ISU Comedy Club practices community humor

Sophomore Josh Popoola laughs as another student presents jokes at an Iowa State Stand-Up Comedy Club meeting.

Dalton Gackle

For some students, comedy is how they deal with the stress of the real world. For introverts, it provides them with a way to connect to others.

The Stand-Up Comedy Club at ISU (SUCCISU) is the hub for students looking to toss around jokes with friends, and potentially even perform in different venues in the Ames area.

“The club provides a lot of opportunity,” Matt Banwart, sophomore in marketing and management, said. “It gives the chance to work on jokes and test jokes. The ability to get up on stage is huge and it’s been amazing for that.”

SUCCISU president Nick Seymour, senior in mechanical engineering, said the community aspect of the club is what makes it important to students interested in comedy.

“You’ve got a huge group of comedians to tell your jokes to,” Seymour said. “It means that you don’t have to write your jokes alone.”

Seymour started the club a year ago after taking Gavin Jerome’s Comedy College, an honors seminar teaching students public speaking and basic comedy skills. After the seminar ended, Seymour developed an itch to continue stand-up at Iowa State.

“The club was just an idea to keep myself involved in comedy and I wanted to share that interest with others,” Seymour said. “It started with just me and a couple other students and now it’s so much more than that.”

The club meets every week so the students can develop their material and test it out on their colleagues.

“It gives us a couple hours to tell jokes with friends, constructively,” Josh Popoola, sophomore in biosystems engineering, said.

Rachel Reyes, junior in English and another veteran of Gavin Jerome’s Comedy College, has similar thoughts.

“It offers us a chance to be creative and get honest feedback from each other,” she said.

The club also offers the opportunity to just sit back and laugh.

“I enjoy laughing a lot,” Popoola said. “The only way I’ve been able to process things changing is to look at them with a serious lens and then I can look at situations and find the funny in them.”

Like Popoola, many people find comedy to be a release from everyday life, politics and issues.

“Comedy seems like some sort of ultimate craft of empathy,” John Harlow, senior in chemical engineering, said. “In a way, it’s the most populist form of art. It’s neat how it gets people to think about things and question things. It has a very transformative impact on society.”

The club lets students develop this art, whether they eventually perform or not.

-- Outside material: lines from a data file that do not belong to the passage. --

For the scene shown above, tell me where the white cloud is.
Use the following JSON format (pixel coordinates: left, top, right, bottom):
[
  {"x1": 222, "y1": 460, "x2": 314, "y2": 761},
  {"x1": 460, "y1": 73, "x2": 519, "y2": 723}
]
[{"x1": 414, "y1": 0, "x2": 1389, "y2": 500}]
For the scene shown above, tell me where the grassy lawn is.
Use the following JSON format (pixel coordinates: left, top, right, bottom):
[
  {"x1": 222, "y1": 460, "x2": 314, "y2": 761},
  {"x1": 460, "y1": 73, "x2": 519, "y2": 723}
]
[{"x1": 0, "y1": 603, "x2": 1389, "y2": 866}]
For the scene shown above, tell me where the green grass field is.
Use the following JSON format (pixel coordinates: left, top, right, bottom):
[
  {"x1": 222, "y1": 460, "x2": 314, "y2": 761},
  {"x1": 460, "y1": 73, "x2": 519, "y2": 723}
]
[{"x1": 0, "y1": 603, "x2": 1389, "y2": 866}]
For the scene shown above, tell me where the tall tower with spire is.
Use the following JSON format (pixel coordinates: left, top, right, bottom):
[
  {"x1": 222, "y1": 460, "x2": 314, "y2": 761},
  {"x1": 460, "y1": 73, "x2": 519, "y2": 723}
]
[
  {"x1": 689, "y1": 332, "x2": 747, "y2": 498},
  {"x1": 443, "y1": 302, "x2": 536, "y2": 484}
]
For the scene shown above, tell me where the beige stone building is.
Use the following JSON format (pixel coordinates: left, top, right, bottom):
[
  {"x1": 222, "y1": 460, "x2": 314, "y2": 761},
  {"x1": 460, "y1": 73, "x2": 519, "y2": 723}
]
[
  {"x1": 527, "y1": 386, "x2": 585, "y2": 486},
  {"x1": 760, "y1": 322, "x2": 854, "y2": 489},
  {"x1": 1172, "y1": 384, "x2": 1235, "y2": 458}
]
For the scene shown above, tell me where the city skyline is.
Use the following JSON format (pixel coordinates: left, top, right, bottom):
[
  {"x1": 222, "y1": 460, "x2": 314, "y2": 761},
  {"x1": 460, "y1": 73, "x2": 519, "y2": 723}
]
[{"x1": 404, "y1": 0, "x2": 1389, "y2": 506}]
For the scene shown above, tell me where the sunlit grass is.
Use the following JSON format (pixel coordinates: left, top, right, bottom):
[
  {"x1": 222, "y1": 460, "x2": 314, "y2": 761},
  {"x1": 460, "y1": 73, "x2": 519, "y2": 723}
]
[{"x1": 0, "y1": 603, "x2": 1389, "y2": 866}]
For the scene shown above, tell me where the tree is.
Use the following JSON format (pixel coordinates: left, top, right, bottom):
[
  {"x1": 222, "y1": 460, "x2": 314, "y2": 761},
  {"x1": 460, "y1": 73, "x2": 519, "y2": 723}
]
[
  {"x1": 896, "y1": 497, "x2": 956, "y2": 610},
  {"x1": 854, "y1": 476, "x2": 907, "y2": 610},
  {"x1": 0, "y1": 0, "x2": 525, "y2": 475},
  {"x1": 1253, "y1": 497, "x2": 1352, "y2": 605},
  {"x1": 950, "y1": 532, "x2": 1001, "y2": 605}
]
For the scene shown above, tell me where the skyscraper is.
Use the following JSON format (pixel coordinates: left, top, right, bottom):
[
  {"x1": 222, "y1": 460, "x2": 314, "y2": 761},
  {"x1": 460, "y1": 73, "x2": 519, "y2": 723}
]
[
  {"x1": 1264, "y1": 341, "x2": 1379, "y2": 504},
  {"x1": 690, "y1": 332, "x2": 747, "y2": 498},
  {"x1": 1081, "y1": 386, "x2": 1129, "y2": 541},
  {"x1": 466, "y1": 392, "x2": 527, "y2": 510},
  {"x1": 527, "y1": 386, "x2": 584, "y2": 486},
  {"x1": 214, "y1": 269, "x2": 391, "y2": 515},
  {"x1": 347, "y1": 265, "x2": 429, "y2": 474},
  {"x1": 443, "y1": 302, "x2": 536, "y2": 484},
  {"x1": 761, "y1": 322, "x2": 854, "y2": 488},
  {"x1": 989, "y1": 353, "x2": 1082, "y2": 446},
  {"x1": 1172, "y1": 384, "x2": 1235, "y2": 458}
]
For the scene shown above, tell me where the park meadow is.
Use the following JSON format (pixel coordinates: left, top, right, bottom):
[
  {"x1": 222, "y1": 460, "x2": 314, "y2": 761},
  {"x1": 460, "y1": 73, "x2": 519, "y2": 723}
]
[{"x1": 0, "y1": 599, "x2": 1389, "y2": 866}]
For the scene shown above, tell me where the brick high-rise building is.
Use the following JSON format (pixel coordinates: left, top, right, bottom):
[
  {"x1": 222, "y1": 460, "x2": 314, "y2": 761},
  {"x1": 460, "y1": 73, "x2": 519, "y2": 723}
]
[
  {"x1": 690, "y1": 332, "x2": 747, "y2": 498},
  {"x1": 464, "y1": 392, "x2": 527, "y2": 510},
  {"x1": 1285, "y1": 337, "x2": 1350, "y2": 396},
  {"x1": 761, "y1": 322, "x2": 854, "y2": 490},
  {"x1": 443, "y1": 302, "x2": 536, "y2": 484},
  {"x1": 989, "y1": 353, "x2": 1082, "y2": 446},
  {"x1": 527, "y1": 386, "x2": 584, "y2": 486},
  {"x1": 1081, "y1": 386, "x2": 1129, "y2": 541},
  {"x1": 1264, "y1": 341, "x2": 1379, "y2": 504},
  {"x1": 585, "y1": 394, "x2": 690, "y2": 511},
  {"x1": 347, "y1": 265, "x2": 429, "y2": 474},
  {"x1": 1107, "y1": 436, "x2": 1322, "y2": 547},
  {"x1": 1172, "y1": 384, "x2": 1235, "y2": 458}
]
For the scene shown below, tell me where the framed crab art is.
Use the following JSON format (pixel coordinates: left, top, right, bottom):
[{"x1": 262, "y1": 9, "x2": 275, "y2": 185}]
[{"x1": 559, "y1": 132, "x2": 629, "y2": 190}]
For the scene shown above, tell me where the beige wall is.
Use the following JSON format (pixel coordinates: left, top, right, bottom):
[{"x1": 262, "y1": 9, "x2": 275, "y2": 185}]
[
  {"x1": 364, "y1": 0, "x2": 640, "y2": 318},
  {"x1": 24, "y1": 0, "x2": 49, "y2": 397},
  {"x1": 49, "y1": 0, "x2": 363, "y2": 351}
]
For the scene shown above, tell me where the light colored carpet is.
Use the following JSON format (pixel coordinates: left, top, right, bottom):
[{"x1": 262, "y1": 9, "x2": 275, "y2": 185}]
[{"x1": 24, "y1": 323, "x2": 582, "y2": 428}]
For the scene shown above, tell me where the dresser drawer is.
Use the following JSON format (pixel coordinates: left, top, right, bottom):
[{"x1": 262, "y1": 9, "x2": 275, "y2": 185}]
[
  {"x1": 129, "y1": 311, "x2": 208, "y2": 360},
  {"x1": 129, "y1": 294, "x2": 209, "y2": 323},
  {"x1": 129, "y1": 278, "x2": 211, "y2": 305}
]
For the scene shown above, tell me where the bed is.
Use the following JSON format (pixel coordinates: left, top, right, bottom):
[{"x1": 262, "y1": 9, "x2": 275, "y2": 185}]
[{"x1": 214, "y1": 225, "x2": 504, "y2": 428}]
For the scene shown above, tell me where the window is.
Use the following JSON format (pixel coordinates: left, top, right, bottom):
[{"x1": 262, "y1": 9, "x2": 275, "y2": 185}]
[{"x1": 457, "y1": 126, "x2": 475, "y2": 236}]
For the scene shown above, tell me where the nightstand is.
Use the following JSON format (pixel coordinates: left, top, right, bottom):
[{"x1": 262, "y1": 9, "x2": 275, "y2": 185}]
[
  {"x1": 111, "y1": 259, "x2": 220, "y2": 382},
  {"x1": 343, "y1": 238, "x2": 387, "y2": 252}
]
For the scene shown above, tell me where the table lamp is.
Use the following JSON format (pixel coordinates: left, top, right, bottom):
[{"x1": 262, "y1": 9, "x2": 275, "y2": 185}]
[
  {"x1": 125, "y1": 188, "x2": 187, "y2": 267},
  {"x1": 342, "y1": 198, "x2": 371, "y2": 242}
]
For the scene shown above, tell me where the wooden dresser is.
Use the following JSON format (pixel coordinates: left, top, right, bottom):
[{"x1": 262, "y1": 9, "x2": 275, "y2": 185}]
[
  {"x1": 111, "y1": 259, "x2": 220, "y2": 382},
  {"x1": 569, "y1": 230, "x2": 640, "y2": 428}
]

“The club acts as a nice portal to go to a venue and perform,” Harlow said. “Comedy is something people think, ‘Oh, I want to do that,’ and it turns out that it’s actually doable.”

Club members are able to take advantage of the connections that Seymour and the other founders have made with different venues. Banwart, Popoola, Seymour, Reyes and Harlow, among others will all perform Friday night in the Maintenance Shop as part of ISU AfterDark.

“It’s a home field,” Popoola said. “I’m not going to get a better setting. It’s small enough to feel comfortable but big enough to feel special.”

Popoola also mentioned that performing at the M-Shop is exciting because it is a spot where professional comedians come and perform.

“The M-Shop is the perfect venue,” Banwart said.

The M-Shop has given credibility to the club, as well as publicity.

“I never thought we’d grow as much as we have as a club,” Reyes said.

SUCCISU is always looking for more members, though it realizes that getting up on stage can be intimidating.

“Performing in general is a rush,” Harlow said. “It’s the absolute worst experience until you get that first laugh; then it’s the best thing.”

Club members often have the opportunity to perform in the M-Shop to gain confidence.

“The crowd there is always supportive of us,” Reyes said. “Many of our comedians our introverts, but it’s a comfortable place.”

The club also sets up shows at the Nevada Talent Factory and at other Ames locations. Once comedians gain confidence, they might also venture to open mic nights at one of the many bars in Ames, such as Zeke’s or DG’s Tap House.

“Ames has a really good comedy scene, especially considering how small it is,” Banwart said. “Ames is an amazing community.”

As for their next show, the comedians are ready to impress the many hall-wanderers at ISU AfterDark.

“We’ve got the funniest comedians we’ve ever had,” Seymour said.